We are mounting several solenoids away from our control system, and are trying to save on wire count. Does anyone know if the Rev Pneumatics Hub switches on the positive or ground side? I saw some older posts about the CTRE PCM switching the ground side, but couldn’t find this in the specs on Rev’s website.
I believe this would be prohibited by R504 and R625
Would combining multiple common solenoid control lines (the common + or -) be considered a custom circuit? The definition in the rules is ‘Any active electrical item’, I wouldn’t think that landing multiple wires together would be considered an active item
R504 states one solenoid per channel.
R625 could also apply because something not wired to the FRC SOP may be considered a CUSTOM CIRCUIT. (the solenoid is an active component)
If you have to ask rather than just pulling out a DMM and checking, you reeeeeally shouldn’t be messing with it, not to mention the whole robot manual.
Unfortunately this was the last test before we left late Saturday night, but I was planning to put a meter on the outputs tomorrow at the meeting to check which side is switching. I just wanted to ask the community if anyone else has knowledge or experience with this.
We’re not trying to control more than one solenoid per output, nor are we trying to get around any rules. If we’re not able to reduce wire count, then we’ll obviously revert to running one pair of wires per solenoid to the ones mounted remotely on the robot
One thing we have done to save on wiring is use four wire like Spectrum recommends in their wiring guide. This way, you can run one cable for each solenoid. The cable is also relatively affordable.
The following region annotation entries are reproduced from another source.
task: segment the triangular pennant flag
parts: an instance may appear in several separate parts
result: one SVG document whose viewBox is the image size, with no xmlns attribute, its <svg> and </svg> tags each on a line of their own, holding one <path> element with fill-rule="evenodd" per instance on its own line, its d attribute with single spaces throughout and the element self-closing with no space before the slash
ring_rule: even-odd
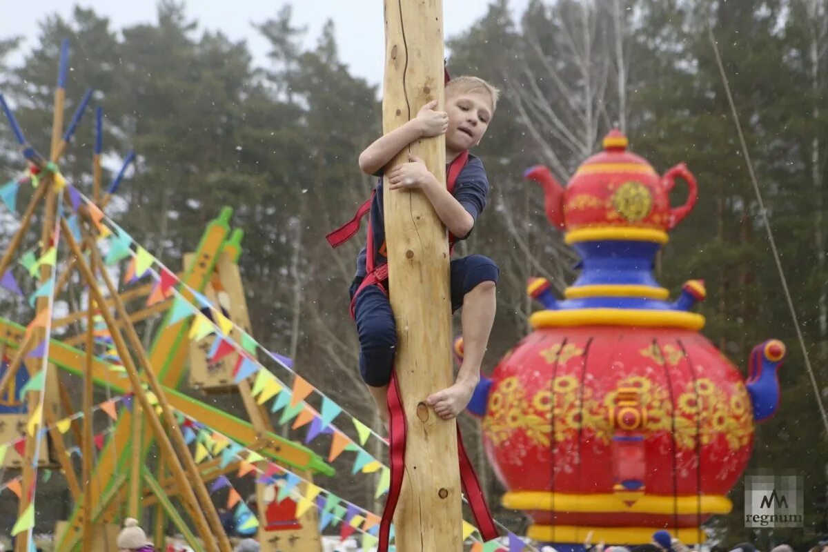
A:
<svg viewBox="0 0 828 552">
<path fill-rule="evenodd" d="M 171 293 L 172 286 L 178 283 L 178 278 L 176 275 L 166 269 L 166 267 L 162 267 L 161 269 L 161 290 L 164 294 L 164 297 L 168 297 Z"/>
<path fill-rule="evenodd" d="M 72 205 L 72 210 L 77 211 L 78 208 L 80 207 L 80 192 L 72 185 L 69 185 L 67 191 L 69 192 L 69 203 Z"/>
<path fill-rule="evenodd" d="M 21 297 L 23 296 L 23 291 L 20 289 L 20 286 L 17 285 L 17 281 L 15 280 L 14 274 L 11 269 L 3 272 L 2 278 L 0 279 L 0 286 L 2 286 L 15 295 Z"/>
<path fill-rule="evenodd" d="M 287 406 L 282 411 L 282 417 L 279 418 L 279 425 L 284 425 L 287 422 L 291 421 L 302 411 L 305 408 L 305 405 L 299 404 L 296 406 Z"/>
<path fill-rule="evenodd" d="M 230 486 L 230 480 L 227 478 L 227 476 L 224 475 L 219 476 L 219 478 L 214 481 L 213 484 L 210 485 L 209 487 L 210 494 L 215 492 L 219 489 L 223 489 L 225 487 L 229 487 L 229 486 Z"/>
<path fill-rule="evenodd" d="M 253 396 L 258 396 L 259 393 L 264 391 L 265 382 L 268 379 L 273 379 L 273 375 L 267 370 L 259 370 L 258 373 L 256 374 L 256 381 L 253 382 L 253 388 L 250 391 L 250 394 Z"/>
<path fill-rule="evenodd" d="M 196 443 L 195 454 L 193 455 L 195 463 L 201 463 L 201 462 L 207 458 L 207 448 L 200 443 Z"/>
<path fill-rule="evenodd" d="M 237 478 L 243 478 L 245 475 L 250 472 L 255 472 L 256 466 L 253 465 L 247 460 L 242 460 L 238 463 L 238 473 L 236 475 Z"/>
<path fill-rule="evenodd" d="M 135 278 L 135 257 L 133 257 L 127 263 L 127 269 L 123 271 L 123 283 L 130 284 Z"/>
<path fill-rule="evenodd" d="M 23 496 L 23 489 L 20 484 L 20 479 L 12 479 L 6 483 L 6 488 L 17 495 L 17 498 Z"/>
<path fill-rule="evenodd" d="M 236 489 L 231 487 L 230 492 L 227 495 L 227 509 L 231 509 L 241 500 L 242 496 L 238 494 L 238 492 L 236 491 Z"/>
<path fill-rule="evenodd" d="M 300 498 L 296 502 L 296 513 L 294 514 L 296 519 L 301 518 L 305 515 L 310 506 L 313 506 L 313 501 L 310 501 L 307 498 Z"/>
<path fill-rule="evenodd" d="M 46 323 L 49 319 L 51 318 L 51 311 L 49 309 L 44 309 L 41 312 L 37 313 L 34 319 L 29 323 L 29 325 L 26 329 L 26 337 L 29 337 L 29 334 L 31 333 L 35 328 L 46 328 Z"/>
<path fill-rule="evenodd" d="M 334 521 L 334 515 L 330 511 L 323 512 L 319 518 L 319 530 L 322 532 Z"/>
<path fill-rule="evenodd" d="M 43 357 L 43 353 L 41 353 L 41 357 Z M 32 376 L 28 382 L 26 382 L 20 389 L 20 395 L 17 396 L 21 401 L 26 396 L 26 394 L 30 391 L 43 391 L 43 383 L 46 381 L 46 370 L 41 370 L 34 376 Z"/>
<path fill-rule="evenodd" d="M 379 539 L 369 533 L 363 533 L 362 537 L 362 549 L 363 550 L 370 550 L 379 542 Z"/>
<path fill-rule="evenodd" d="M 236 371 L 236 375 L 233 378 L 235 383 L 238 383 L 242 380 L 246 380 L 250 377 L 259 369 L 259 367 L 247 355 L 241 355 L 239 358 L 240 362 L 238 365 L 238 369 Z"/>
<path fill-rule="evenodd" d="M 356 460 L 354 461 L 354 468 L 351 470 L 351 473 L 356 475 L 357 472 L 361 470 L 365 467 L 369 462 L 373 460 L 373 457 L 368 454 L 364 450 L 360 450 L 357 453 Z"/>
<path fill-rule="evenodd" d="M 34 293 L 29 295 L 29 306 L 34 309 L 35 301 L 37 300 L 37 298 L 51 296 L 53 289 L 55 289 L 55 281 L 50 278 L 42 286 L 37 288 Z"/>
<path fill-rule="evenodd" d="M 101 410 L 109 415 L 109 417 L 118 421 L 118 411 L 115 410 L 115 401 L 110 400 L 101 403 Z"/>
<path fill-rule="evenodd" d="M 330 454 L 328 455 L 328 462 L 333 462 L 335 460 L 342 451 L 345 449 L 345 447 L 351 443 L 351 439 L 349 439 L 348 435 L 339 433 L 339 431 L 334 432 L 334 439 L 330 443 Z"/>
<path fill-rule="evenodd" d="M 149 252 L 142 247 L 140 245 L 138 248 L 135 251 L 135 277 L 140 278 L 147 271 L 149 270 L 150 266 L 152 266 L 152 262 L 155 258 L 150 255 Z"/>
<path fill-rule="evenodd" d="M 242 334 L 242 348 L 250 354 L 256 353 L 256 341 L 248 334 Z"/>
<path fill-rule="evenodd" d="M 189 337 L 194 341 L 201 341 L 214 331 L 215 331 L 215 328 L 214 328 L 213 323 L 206 316 L 199 313 L 195 315 L 195 319 L 193 320 L 193 324 L 190 328 Z"/>
<path fill-rule="evenodd" d="M 41 341 L 37 347 L 29 351 L 29 353 L 26 355 L 26 358 L 43 358 L 43 355 L 46 353 L 46 340 Z M 42 371 L 41 371 L 42 372 Z M 39 389 L 42 389 L 42 386 Z"/>
<path fill-rule="evenodd" d="M 373 493 L 374 498 L 379 498 L 388 492 L 388 485 L 391 484 L 391 470 L 383 468 L 379 474 L 379 482 L 377 484 L 377 491 Z"/>
<path fill-rule="evenodd" d="M 17 518 L 17 521 L 14 524 L 14 527 L 12 528 L 12 536 L 14 536 L 17 533 L 27 531 L 34 526 L 35 503 L 30 502 L 29 506 L 27 506 L 26 510 L 23 511 L 23 514 Z"/>
<path fill-rule="evenodd" d="M 163 299 L 161 294 L 161 286 L 156 286 L 156 289 L 159 290 L 158 291 L 159 297 Z M 183 297 L 180 295 L 176 295 L 176 299 L 173 300 L 172 301 L 172 306 L 170 307 L 170 314 L 169 317 L 167 318 L 166 324 L 168 326 L 171 326 L 176 322 L 180 322 L 181 320 L 183 320 L 185 318 L 190 318 L 195 314 L 195 310 L 193 309 L 193 306 L 190 305 L 190 303 L 184 300 Z"/>
<path fill-rule="evenodd" d="M 363 466 L 363 473 L 373 473 L 374 472 L 379 471 L 379 468 L 383 467 L 382 463 L 379 460 L 373 460 L 368 462 L 367 464 Z"/>
<path fill-rule="evenodd" d="M 42 421 L 43 421 L 43 406 L 39 404 L 35 408 L 35 411 L 32 412 L 31 416 L 29 418 L 29 421 L 26 425 L 26 430 L 29 432 L 29 434 L 31 436 L 34 437 L 35 428 L 41 425 Z"/>
<path fill-rule="evenodd" d="M 72 419 L 64 418 L 63 420 L 60 420 L 57 424 L 55 424 L 55 425 L 57 426 L 58 431 L 60 431 L 62 434 L 66 433 L 67 431 L 69 431 L 69 428 L 72 427 Z"/>
<path fill-rule="evenodd" d="M 211 362 L 218 362 L 219 360 L 226 357 L 227 355 L 233 353 L 236 348 L 233 347 L 233 343 L 226 339 L 219 339 L 219 346 L 216 348 L 215 351 L 213 352 L 209 358 Z"/>
<path fill-rule="evenodd" d="M 356 529 L 351 527 L 349 524 L 343 523 L 339 527 L 339 538 L 344 540 L 351 535 L 354 535 L 354 531 Z"/>
<path fill-rule="evenodd" d="M 307 382 L 301 376 L 296 376 L 293 378 L 293 389 L 291 393 L 291 406 L 296 406 L 300 402 L 307 398 L 307 396 L 314 391 L 314 386 Z"/>
<path fill-rule="evenodd" d="M 215 314 L 216 322 L 219 324 L 219 329 L 221 330 L 222 334 L 229 335 L 230 330 L 233 329 L 233 322 L 220 312 L 214 312 L 214 314 Z"/>
<path fill-rule="evenodd" d="M 291 426 L 291 429 L 298 430 L 301 426 L 310 423 L 315 417 L 315 413 L 309 406 L 305 406 L 299 413 L 299 415 L 296 416 L 296 419 L 293 420 L 293 425 Z"/>
<path fill-rule="evenodd" d="M 14 449 L 17 452 L 18 454 L 21 455 L 21 457 L 23 457 L 23 456 L 26 455 L 26 439 L 18 439 L 17 441 L 15 441 L 12 444 L 12 446 L 14 447 Z"/>
<path fill-rule="evenodd" d="M 259 526 L 258 520 L 256 519 L 255 516 L 250 516 L 239 527 L 240 531 L 248 531 L 251 529 L 256 529 Z"/>
<path fill-rule="evenodd" d="M 526 550 L 526 543 L 520 540 L 517 535 L 509 531 L 509 552 L 523 552 Z"/>
<path fill-rule="evenodd" d="M 310 422 L 310 427 L 308 428 L 308 434 L 305 436 L 305 444 L 307 444 L 316 439 L 322 433 L 322 420 L 319 418 L 314 418 Z"/>
<path fill-rule="evenodd" d="M 7 182 L 0 188 L 0 199 L 8 207 L 8 210 L 14 213 L 17 210 L 17 190 L 20 185 L 15 180 Z"/>
<path fill-rule="evenodd" d="M 326 396 L 322 397 L 322 425 L 328 425 L 342 412 L 342 408 Z"/>
</svg>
The actual cable above does not have prime shipping (at least as far as expedited delivery) for us, but you should be able to find some similar that you could aquire in short order.
As stated above, R504 specifies only one solenoid valve per output on the PCM or PH.
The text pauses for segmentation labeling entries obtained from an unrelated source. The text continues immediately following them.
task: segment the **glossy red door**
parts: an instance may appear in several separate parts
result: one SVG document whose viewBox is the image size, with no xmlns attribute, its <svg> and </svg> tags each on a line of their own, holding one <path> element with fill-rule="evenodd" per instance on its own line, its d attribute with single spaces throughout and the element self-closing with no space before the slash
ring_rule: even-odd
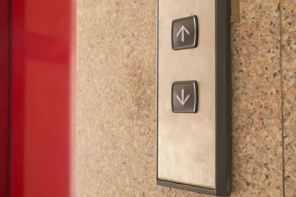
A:
<svg viewBox="0 0 296 197">
<path fill-rule="evenodd" d="M 11 0 L 10 197 L 75 194 L 75 1 Z"/>
<path fill-rule="evenodd" d="M 8 131 L 8 0 L 0 1 L 0 197 L 6 196 Z"/>
</svg>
I’d actually argue that rule depends on what you define output as. Do you define output as just the switching signal terminal, or the pair of terminals? If it’s just the switching signal, that rule wouldn’t stop you from wiring all the common signals together, or even getting them from another source entirely.
A similar thing on the PD boards as well. Does each load have to be connected to it’s pairing ground, or could it be on another ground output? As long as you’re legal with splices, there’s nothing explicitly in the rules requiring the power and ground of an output to be a matched pair. nevermind, R-610 specifies PD outputs are a pair.
Also, any explicit definitions here need to be carefully thought out if rule changes are made. For instance a quadrature encoder, since it requires 2 Dio signals, it should be legal to get the 5v from 1 header, and the ground from another. A mess up in this definition would make that illegal.
R504 Table 9-2
Electrical Load - Pneumatic Solenoid Valves
Motor Controller - No
Relay Module - Yes (multiple)
Pneumatics Controller - Yes (1 per channel)
Only one Pneumatic Solenoid Valve per channel on the Pneumatics controller
But is channel defined as switched side or the pair?
Note I’m not saying it shouldn’t be defined (it probably should for safety reasons), I’m just saying as it sits right now it’s unclear, and because of how all the commons are likely all traced together, I’d probably define a channel as switched side, without an explicit ruling like R610 for the PD devices.
What you have described is commonly done in industrial electronic/electrical systems. It is also how all the lights in most cars are wired. So yes, it would be good to get a clarification on whether the channel is only the switched signal or does it include the common hot or return line.
Not exactly, when discussing car electronics, some designs use the frame of the vehicle for a common return some do not. In this case I think the definition is both terminals are considered a channel. You do want your pneumatic design to operate as you intend and not be influenced by current in other parts. The added second wire is a minuscule part of your design and adds little weight to the overall robot. It also prevents a single point failure for your pneumatics.
From Q&A110 (which I assume started from this thread):
No. A single channel includes the pair of red/black terminals and is denoted with numbers 0-15 on the Pneumatic Hub.
If all the solenoids are active at once, the sum of the currents would flow in the shared wire. At a minimum, you’d have to show that you had this covered according the the wiring “code” for FRC (the rules). But I think this has been answered – not legal in any case.
Correct, I asked the question this morning for the official ruling and fortunately got a quick response from GDC. I do appreciate the input from folks on the thread, and am happy that FIRST gave a definitive answer we can design around.
This topic was automatically closed 365 days after the last reply. New replies are no longer allowed.